Factor V Leiden

Q. Could you please explain why the INR and PTT are not affected by the factor V Leiden mutation?

A. This is a GREAT question, and one that seems to come up every year when we do coag in our medical school. It seems like if a patient has a problem with factor V (as is the case in factor V Leiden), then the INR and PTT should be abnormal, since they both measure factor V (in addition to factors X, II and I). However, in factor V Leiden, the INR and PTT are normal! Why is that?

In factor V Leiden, patients have a point mutation in the factor V gene that produces a mutated factor V (it’s called factor V Leiden because this mutation was first described in Leiden, Netherlands). It turns out that this mutated factor V participates just fine in the coagulation cascade. The problem is that it can’t be turned off by protein C! The mutation in factor V Leiden just happens to be in one of the sites where protein C cleaves (and therefore inactivates) factor V; so in factor V Leiden, cleavage at that site doesn’t happen, and factor V “lasts” longer. So the mutated factor V just keeps working, even when the body is sending signals to stop making fibrin.

 

Back to the lab tests.
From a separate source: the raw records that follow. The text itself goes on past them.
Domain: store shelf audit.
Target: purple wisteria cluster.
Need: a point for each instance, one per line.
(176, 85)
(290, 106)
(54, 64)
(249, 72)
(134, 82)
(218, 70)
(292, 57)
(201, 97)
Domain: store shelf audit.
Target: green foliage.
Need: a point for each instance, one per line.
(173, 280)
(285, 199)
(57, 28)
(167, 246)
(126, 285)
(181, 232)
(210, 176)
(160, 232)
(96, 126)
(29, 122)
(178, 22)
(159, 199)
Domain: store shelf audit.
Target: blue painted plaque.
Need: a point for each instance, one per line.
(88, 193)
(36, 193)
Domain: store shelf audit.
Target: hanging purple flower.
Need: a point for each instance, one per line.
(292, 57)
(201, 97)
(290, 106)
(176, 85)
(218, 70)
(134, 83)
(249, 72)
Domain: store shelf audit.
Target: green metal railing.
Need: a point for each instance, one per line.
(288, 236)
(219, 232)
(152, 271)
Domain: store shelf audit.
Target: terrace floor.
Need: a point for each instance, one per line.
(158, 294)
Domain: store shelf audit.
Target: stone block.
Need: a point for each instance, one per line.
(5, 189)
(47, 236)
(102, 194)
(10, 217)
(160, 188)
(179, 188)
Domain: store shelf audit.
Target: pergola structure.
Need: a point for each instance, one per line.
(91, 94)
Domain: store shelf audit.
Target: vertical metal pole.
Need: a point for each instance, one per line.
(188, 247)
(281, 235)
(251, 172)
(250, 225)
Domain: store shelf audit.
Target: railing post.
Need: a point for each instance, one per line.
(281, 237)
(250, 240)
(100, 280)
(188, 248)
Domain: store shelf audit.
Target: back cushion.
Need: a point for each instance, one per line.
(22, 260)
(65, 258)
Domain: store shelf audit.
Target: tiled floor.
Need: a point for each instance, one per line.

The INR and PTT are normal in factor V Leiden because the patient with factor V Leiden makes fibrin at the same rate as a person with normal factor V. It’s just that later on, when the body tries to turn factor V off, the factor V Leiden patient will keep on making fibrin. Neither the INR nor the PTT measure this; in fact, no routine coag test measures it (they all just measure the time it takes to make fibrin).

So to diagnose factor V Leiden, you have to do genetic testing, which is fortunately relatively easy and cheap.